Leading Practice: Reduction or Elimination of CAUTI - Nexera, Inc.


AHRMM is offering a repository for leading and proven supply chain practices, case studies, and toolkits that are developed from a Cost, Quality, and Outcomes (CQO) perspective. The following Catheter Acquired Urinary Tract Infections (CAUTI) leading practice was submitted by:

Nexera, Inc., New York, NY

Problem Statement: Evidence-based practice and clinical trials identify alternate products that can potentially reduce CAUTI. By virtue of their associated increased cost, these products may negatively impact supply budgets with minimal incremental return if they fail to deliver lower CAUTI rates.

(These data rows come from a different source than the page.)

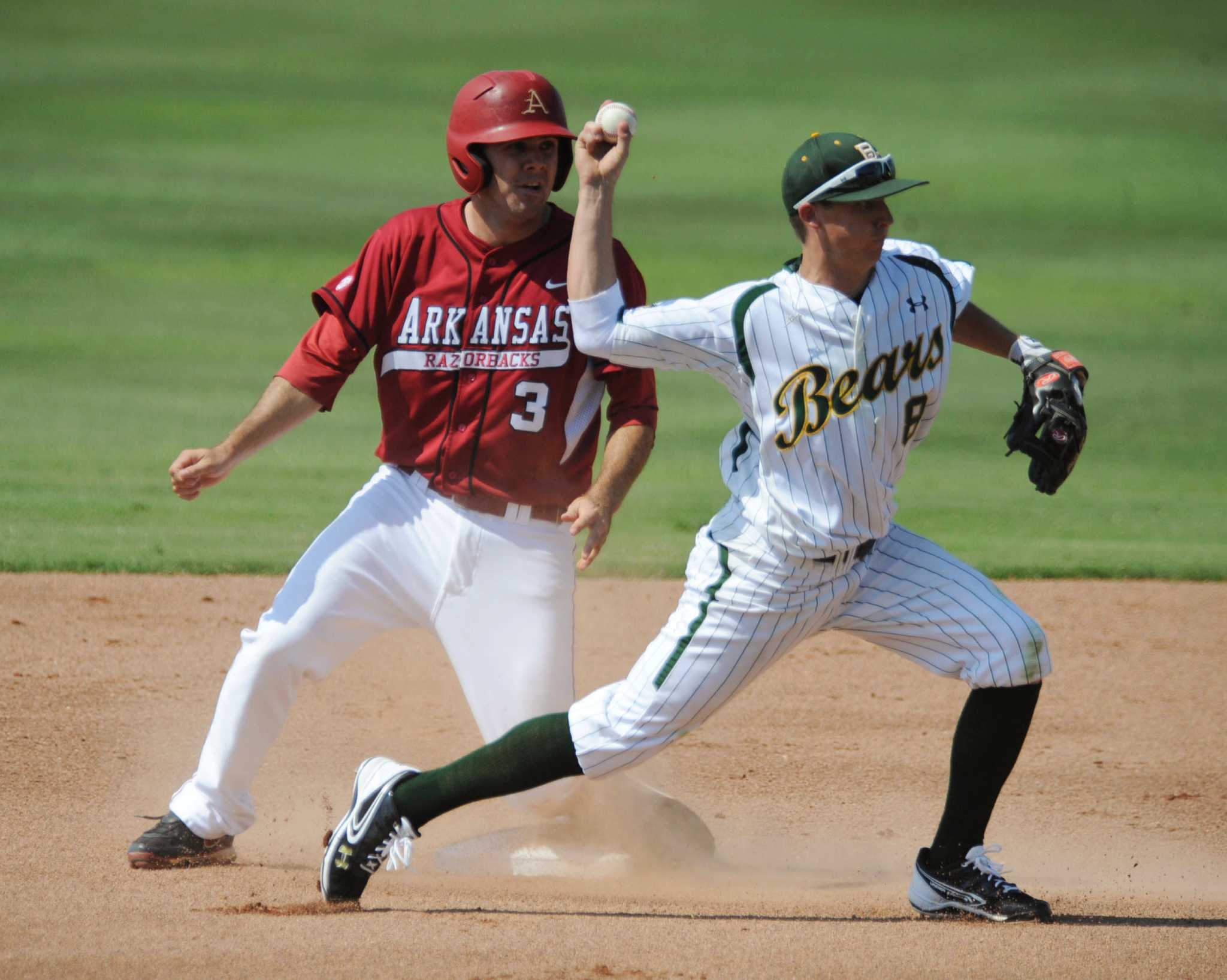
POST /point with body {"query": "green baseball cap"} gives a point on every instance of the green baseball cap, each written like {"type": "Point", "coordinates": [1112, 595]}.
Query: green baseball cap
{"type": "Point", "coordinates": [839, 167]}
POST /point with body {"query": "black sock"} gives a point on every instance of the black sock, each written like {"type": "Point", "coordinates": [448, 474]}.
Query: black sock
{"type": "Point", "coordinates": [533, 754]}
{"type": "Point", "coordinates": [987, 743]}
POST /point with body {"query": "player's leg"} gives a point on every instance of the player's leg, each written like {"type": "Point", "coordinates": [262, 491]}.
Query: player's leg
{"type": "Point", "coordinates": [352, 583]}
{"type": "Point", "coordinates": [733, 621]}
{"type": "Point", "coordinates": [507, 621]}
{"type": "Point", "coordinates": [918, 600]}
{"type": "Point", "coordinates": [506, 617]}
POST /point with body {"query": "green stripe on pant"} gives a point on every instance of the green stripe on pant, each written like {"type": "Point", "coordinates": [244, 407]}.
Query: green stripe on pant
{"type": "Point", "coordinates": [697, 622]}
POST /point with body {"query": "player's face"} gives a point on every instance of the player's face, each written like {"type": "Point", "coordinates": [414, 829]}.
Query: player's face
{"type": "Point", "coordinates": [523, 174]}
{"type": "Point", "coordinates": [856, 229]}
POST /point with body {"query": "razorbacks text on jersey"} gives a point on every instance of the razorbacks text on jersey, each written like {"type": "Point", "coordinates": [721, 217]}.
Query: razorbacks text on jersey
{"type": "Point", "coordinates": [481, 389]}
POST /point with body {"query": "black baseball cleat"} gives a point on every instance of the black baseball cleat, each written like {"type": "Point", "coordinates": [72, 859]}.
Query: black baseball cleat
{"type": "Point", "coordinates": [972, 887]}
{"type": "Point", "coordinates": [370, 833]}
{"type": "Point", "coordinates": [171, 844]}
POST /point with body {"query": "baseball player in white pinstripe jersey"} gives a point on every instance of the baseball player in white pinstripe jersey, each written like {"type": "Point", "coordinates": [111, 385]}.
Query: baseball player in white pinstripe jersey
{"type": "Point", "coordinates": [838, 364]}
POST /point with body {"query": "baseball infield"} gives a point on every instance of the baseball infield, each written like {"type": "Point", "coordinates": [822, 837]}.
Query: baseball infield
{"type": "Point", "coordinates": [819, 785]}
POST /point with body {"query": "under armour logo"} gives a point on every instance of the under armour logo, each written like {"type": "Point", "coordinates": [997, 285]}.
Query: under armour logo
{"type": "Point", "coordinates": [533, 104]}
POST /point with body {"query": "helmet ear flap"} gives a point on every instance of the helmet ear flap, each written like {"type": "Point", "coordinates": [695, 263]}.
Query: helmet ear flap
{"type": "Point", "coordinates": [472, 170]}
{"type": "Point", "coordinates": [488, 172]}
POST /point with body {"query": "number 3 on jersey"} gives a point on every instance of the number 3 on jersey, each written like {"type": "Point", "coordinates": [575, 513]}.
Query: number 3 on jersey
{"type": "Point", "coordinates": [537, 394]}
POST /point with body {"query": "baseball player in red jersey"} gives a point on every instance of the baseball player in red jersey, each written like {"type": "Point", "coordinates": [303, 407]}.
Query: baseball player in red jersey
{"type": "Point", "coordinates": [490, 431]}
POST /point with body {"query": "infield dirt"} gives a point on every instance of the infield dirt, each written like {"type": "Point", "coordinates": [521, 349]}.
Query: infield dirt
{"type": "Point", "coordinates": [819, 783]}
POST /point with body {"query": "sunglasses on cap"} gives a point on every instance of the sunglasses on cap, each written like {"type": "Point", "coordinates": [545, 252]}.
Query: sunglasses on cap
{"type": "Point", "coordinates": [866, 173]}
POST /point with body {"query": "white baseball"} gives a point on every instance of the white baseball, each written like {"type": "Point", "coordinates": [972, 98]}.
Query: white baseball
{"type": "Point", "coordinates": [611, 114]}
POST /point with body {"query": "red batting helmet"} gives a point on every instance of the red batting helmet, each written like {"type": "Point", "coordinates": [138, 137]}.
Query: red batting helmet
{"type": "Point", "coordinates": [498, 107]}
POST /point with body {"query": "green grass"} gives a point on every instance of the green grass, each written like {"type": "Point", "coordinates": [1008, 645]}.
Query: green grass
{"type": "Point", "coordinates": [177, 178]}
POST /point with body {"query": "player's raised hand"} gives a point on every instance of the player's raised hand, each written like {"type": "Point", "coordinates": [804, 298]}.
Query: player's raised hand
{"type": "Point", "coordinates": [584, 512]}
{"type": "Point", "coordinates": [600, 160]}
{"type": "Point", "coordinates": [198, 469]}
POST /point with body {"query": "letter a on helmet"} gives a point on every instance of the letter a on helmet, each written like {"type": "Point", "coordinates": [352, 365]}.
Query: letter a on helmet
{"type": "Point", "coordinates": [498, 107]}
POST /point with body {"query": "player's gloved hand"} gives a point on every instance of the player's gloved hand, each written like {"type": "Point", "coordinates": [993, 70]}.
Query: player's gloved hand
{"type": "Point", "coordinates": [1050, 425]}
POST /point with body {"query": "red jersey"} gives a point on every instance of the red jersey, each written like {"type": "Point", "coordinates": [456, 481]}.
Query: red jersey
{"type": "Point", "coordinates": [481, 388]}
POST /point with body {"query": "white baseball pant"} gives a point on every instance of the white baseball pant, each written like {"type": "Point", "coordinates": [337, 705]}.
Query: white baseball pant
{"type": "Point", "coordinates": [498, 594]}
{"type": "Point", "coordinates": [738, 615]}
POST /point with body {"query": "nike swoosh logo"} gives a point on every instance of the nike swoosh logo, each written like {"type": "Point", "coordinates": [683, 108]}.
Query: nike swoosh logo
{"type": "Point", "coordinates": [947, 890]}
{"type": "Point", "coordinates": [355, 830]}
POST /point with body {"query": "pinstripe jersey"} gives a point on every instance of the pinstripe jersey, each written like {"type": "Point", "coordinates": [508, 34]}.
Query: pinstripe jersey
{"type": "Point", "coordinates": [835, 394]}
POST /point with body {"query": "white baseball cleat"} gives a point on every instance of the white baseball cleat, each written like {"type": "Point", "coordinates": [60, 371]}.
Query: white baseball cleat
{"type": "Point", "coordinates": [370, 833]}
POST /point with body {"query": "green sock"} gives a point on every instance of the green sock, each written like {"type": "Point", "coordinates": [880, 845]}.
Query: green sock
{"type": "Point", "coordinates": [533, 754]}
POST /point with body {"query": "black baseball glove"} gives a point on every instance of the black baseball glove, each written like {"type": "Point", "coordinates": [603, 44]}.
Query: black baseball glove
{"type": "Point", "coordinates": [1051, 422]}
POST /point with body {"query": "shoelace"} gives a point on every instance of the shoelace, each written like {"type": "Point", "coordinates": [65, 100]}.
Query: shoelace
{"type": "Point", "coordinates": [978, 858]}
{"type": "Point", "coordinates": [398, 846]}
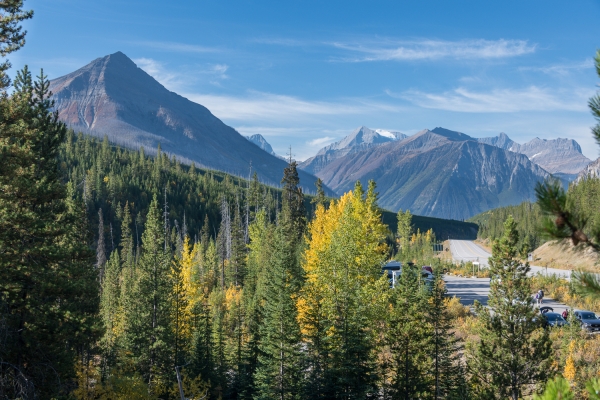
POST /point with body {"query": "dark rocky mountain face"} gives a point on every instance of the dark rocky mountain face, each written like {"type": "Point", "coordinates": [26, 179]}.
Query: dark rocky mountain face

Method: Supply costs need to be calculated into practice prevention bundles to optimize quality and outcomes, and reduce organizational cost for CAUTI. The inherent risk is that if these alternate products do not positively impact quality and outcomes, they could serve to waste scarce resources that could be better used elsewhere. In an effort to offset this risk, we propose structuring supply contracts to contain terms which hold suppliers accountable to product claims they tout.

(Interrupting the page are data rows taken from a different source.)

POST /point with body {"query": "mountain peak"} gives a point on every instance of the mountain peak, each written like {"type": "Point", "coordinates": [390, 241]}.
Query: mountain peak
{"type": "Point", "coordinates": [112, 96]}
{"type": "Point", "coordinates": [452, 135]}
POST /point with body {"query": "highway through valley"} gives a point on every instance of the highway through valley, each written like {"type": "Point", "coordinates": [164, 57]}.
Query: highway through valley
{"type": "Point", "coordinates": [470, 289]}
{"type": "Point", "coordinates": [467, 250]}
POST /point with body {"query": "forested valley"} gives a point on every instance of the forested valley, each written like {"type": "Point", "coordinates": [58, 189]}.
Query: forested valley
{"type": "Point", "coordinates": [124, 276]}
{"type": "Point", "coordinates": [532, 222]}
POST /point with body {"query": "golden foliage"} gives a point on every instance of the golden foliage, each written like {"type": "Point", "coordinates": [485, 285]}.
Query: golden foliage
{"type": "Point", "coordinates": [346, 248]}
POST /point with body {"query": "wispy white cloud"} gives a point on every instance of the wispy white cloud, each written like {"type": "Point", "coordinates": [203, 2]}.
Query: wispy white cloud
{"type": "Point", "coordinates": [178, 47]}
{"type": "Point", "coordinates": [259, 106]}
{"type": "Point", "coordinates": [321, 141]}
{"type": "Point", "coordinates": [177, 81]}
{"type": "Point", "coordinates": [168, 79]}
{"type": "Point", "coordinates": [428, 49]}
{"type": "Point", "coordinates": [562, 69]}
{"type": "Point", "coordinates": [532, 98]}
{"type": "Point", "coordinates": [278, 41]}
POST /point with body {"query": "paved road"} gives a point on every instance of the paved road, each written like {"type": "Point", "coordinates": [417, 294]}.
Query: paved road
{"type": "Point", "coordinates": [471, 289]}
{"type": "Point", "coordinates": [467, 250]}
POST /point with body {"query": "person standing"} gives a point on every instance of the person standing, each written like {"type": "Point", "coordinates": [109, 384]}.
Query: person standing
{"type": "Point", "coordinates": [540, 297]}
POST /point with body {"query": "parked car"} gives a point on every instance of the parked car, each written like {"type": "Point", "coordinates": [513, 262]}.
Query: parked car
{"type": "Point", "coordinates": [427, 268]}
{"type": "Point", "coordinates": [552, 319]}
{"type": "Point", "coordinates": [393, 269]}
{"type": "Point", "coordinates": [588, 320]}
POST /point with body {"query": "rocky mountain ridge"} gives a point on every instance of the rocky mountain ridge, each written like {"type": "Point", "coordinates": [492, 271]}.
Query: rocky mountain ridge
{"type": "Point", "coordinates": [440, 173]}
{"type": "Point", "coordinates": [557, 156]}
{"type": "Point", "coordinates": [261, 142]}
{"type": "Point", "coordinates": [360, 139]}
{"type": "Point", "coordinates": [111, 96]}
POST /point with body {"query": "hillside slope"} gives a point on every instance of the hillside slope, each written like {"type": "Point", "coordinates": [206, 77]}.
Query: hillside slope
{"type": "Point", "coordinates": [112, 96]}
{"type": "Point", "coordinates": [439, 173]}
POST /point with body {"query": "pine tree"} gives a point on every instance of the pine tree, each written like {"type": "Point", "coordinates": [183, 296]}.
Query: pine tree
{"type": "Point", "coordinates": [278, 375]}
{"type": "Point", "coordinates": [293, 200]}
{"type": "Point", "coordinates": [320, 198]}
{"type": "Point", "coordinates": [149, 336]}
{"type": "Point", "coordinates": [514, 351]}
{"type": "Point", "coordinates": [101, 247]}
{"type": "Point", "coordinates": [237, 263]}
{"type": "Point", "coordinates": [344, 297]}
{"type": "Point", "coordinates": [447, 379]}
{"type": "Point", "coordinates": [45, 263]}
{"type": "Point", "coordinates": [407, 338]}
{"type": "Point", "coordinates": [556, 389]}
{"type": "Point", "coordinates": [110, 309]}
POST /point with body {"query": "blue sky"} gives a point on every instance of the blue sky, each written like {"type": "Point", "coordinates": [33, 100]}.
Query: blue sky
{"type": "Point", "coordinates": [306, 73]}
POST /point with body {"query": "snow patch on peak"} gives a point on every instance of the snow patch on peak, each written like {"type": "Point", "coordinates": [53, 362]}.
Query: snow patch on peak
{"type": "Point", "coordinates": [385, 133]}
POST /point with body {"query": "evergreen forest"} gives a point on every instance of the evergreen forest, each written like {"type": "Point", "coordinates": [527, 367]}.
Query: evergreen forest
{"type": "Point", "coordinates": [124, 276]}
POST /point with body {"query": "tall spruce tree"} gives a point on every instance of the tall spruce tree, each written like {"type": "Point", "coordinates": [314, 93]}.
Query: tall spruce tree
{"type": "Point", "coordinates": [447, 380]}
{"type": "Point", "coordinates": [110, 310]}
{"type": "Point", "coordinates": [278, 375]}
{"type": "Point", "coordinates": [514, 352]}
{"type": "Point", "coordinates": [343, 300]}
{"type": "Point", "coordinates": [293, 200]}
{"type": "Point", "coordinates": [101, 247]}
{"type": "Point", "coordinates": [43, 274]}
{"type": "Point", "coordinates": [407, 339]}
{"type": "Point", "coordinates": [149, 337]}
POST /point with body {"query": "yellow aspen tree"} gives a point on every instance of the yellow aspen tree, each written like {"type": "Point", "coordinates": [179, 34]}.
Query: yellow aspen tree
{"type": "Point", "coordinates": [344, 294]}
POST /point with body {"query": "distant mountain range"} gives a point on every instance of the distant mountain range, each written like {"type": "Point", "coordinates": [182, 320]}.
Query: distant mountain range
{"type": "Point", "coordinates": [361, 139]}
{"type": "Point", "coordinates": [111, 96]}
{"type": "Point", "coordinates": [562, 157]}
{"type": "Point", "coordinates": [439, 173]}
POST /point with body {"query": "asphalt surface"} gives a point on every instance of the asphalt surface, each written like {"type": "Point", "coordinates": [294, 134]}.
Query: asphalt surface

Means (resources required/used to obtain results/achieve the end):

For the successful development of a supplier agreement, the following methodology was followed and data obtained:

  • Pre-agreement prevalence rates of CAUTI, supply costs for products currently in use, current incremental costs to treat CAUTI per incident.
  • Development of supplier agreement, proposed supply costs with integration into prevention bundles and best practice.
  • Analysis of cost, prevalence rates, and surveillance of CAUTI incidence after product integration.

The supplier in question cited case studies wherein their silver coated urinary catheter reduced CAUTI rates by 25 percent when compared to use of non-silver coated catheters in identical patient settings. In order to offset the anticipated 30 percent increase in urinary catheter cost, an agreement was designed to guarantee financial remuneration in the form of product rebates should the CAUTI rates fail to decrease from the historic baseline by 25 percent.

Date Implemented: Various

Outcomes: During the first quarter measurement period, the incidence of CAUTI was reduced by 20 percent. Supply costs increased by 30 percent. Incremental costs to treat CAUTI decreased by 20 percent. Although CAUTI rates dropped, it was less than the guaranteed target reduction outlined in the contract agreement. Therefore, the financial remedies in the agreement were invoked and 50 percent of the incremental product costs were rebated back to the hospital by the supplier. During the second quarter measurement period, the incidence of CAUTI was reduced by 28 percent. Supply costs were increased by 30 percent. Incremental costs to treat CAUTI decreased by 28 percent. As these reductions exceeded the targeted reductions per the agreement, it was not necessary to invoke the financial remedies in this situation.

Tools: Historical costs and prevalence rates of CAUTI, targeted reductions of prevalence rates of CAUTI, actual rates and costs incurred by quarter after implementation of supplier agreement.

How Does Your Example Address the Issue from a CQO Perspective?

This example addressed the issue of CAUTI reduction from a CQO perspective as it demonstrates the alignment of all three elements in the contracting process:

Cost: While supply cost increased, this resulted in an overall reduction in the total cost of care.

Quality: Product selection guided by the premise of decreasing patient complication rates.

Outcomes: Changes in product usage improved clinical care provided, while simultaneously positively impacting reimbursement.